Esultare con lui fino a suoi ultimi battiti.
E poi lontano dal corpo che lo contenne, assaggiarlo per provare l’infinito piacere di possedere tra le mani una vita che fu.
E sentire il tepore di un corpo si appresta a perde l’anima e lasciarla sfiorire in un soffio…
Ah, questo è il segreto. Prendere le emozioni tra le mani.
Ed amare, fino allo sfinimento!
Fino all’ultimo respiro, e poi il silenzio e poi la pace”
-“Porco dannato, tu mi fai schifo!”
-“E Lei invece mi rende triste.
Perché non sa che cosa vuol dire amare.”
-“Certo io non capirò! Ma lei rimane un lurido assassino!”
-“No, Signore io sono un amatore!
E Lei non sa che vuol dire vivere libero!”
-“Io capisco che tra 5 minuti me ne andrò da questo lurido buco e farò di tutto per dimenticare quella sua faccia da verme che si ritrova!
E invece Lei rimarrà qui dentro a consumarsi in una gabbia di pochi metri alla ricerca di un po’ d’aria!
Portatelo via, non voglio più che esca una parole da quella sudicia bocca, finchè io rimarrò in questa stanza”
-“Io però ho amato!
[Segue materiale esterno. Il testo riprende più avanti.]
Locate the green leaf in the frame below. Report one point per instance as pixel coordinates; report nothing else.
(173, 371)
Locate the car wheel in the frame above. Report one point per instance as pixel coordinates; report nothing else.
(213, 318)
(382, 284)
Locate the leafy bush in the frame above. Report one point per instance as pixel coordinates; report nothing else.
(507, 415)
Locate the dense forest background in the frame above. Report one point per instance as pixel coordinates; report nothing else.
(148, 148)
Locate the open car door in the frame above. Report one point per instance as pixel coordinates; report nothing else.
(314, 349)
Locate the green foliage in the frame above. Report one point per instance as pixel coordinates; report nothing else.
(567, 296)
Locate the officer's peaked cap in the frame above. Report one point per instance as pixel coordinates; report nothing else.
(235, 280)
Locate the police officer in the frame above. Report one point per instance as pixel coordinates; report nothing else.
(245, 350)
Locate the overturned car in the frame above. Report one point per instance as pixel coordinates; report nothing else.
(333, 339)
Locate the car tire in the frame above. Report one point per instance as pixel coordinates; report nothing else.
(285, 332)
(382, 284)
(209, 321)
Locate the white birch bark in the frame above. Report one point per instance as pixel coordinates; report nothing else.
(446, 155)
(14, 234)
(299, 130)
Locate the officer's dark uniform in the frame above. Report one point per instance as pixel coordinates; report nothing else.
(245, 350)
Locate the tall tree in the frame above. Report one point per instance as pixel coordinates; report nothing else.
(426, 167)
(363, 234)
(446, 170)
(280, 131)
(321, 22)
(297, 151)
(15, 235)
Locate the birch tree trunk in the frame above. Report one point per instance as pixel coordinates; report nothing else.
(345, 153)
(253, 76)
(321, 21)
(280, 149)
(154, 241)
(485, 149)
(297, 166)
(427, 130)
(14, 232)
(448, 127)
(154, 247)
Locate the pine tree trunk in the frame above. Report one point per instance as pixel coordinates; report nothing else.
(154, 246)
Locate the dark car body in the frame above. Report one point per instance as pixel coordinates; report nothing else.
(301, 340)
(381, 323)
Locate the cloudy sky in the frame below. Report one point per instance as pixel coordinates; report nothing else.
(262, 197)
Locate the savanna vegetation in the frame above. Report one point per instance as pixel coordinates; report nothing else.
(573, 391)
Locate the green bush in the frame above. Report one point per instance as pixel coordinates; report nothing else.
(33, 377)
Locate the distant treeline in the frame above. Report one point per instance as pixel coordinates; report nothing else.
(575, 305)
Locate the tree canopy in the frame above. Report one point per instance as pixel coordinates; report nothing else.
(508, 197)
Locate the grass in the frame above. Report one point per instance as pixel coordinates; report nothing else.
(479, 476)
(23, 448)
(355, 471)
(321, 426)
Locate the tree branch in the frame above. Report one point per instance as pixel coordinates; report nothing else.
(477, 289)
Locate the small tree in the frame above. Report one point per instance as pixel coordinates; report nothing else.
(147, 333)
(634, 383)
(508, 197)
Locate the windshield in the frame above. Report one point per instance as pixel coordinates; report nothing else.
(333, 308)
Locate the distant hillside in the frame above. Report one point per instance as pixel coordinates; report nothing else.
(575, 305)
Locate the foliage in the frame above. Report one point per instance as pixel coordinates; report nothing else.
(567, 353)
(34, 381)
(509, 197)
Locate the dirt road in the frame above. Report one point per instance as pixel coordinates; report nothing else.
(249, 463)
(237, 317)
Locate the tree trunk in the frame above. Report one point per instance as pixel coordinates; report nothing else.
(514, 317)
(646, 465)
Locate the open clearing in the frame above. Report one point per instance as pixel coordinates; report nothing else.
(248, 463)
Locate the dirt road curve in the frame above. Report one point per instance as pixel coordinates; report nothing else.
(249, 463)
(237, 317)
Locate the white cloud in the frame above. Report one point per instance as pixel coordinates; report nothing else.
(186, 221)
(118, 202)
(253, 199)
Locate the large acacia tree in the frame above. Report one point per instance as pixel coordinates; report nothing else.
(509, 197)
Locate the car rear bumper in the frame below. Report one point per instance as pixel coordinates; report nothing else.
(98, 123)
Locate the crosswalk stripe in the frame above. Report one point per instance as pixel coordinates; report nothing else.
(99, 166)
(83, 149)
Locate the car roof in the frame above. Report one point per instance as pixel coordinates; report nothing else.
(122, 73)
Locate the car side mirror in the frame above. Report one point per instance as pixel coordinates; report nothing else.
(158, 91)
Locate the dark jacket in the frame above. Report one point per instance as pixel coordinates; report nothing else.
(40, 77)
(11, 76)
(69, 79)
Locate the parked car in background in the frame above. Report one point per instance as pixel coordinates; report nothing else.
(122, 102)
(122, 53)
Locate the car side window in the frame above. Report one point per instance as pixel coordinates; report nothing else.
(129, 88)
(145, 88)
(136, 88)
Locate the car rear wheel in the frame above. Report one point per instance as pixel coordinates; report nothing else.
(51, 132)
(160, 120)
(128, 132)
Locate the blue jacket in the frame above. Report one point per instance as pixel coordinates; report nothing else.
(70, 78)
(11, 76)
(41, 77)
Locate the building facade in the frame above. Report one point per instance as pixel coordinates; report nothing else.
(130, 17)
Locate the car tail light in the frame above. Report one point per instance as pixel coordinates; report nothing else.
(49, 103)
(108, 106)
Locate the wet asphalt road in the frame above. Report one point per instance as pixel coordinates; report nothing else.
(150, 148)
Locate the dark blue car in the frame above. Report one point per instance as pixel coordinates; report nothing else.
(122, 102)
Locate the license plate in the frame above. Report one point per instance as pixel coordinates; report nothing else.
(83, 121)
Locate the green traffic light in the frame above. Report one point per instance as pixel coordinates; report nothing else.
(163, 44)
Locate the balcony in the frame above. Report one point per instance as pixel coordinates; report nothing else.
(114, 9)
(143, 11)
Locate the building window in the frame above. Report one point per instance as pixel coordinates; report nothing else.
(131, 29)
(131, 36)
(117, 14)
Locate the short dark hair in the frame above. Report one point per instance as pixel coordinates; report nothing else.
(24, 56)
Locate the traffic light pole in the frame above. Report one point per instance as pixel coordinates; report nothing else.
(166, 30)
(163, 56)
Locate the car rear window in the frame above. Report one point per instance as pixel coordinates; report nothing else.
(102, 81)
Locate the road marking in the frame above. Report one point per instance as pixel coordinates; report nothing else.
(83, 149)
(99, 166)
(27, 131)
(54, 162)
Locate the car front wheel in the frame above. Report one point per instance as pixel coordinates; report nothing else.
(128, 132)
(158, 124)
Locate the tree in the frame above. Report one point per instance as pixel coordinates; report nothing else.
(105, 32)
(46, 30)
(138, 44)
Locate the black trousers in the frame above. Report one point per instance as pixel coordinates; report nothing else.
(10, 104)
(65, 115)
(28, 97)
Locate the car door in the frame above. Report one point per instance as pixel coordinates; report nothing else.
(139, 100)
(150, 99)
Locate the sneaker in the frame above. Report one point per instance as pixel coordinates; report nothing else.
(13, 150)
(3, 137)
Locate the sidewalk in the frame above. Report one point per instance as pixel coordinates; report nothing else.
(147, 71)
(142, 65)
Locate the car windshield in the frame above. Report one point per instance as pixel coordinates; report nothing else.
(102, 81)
E per sempre conoscerò la libertà!”
-“Scusami, Caro Professore, se stento a crederti, ma io ho bisogno di una boccata d’aria…
Mentre tu, da ora io poi, potrai solo immaginarti il profumo della libertà!”
-“Ahhh povero illuso, Solo chi ha assaggiato il vero amore può comprendere… il Suo Gusto!”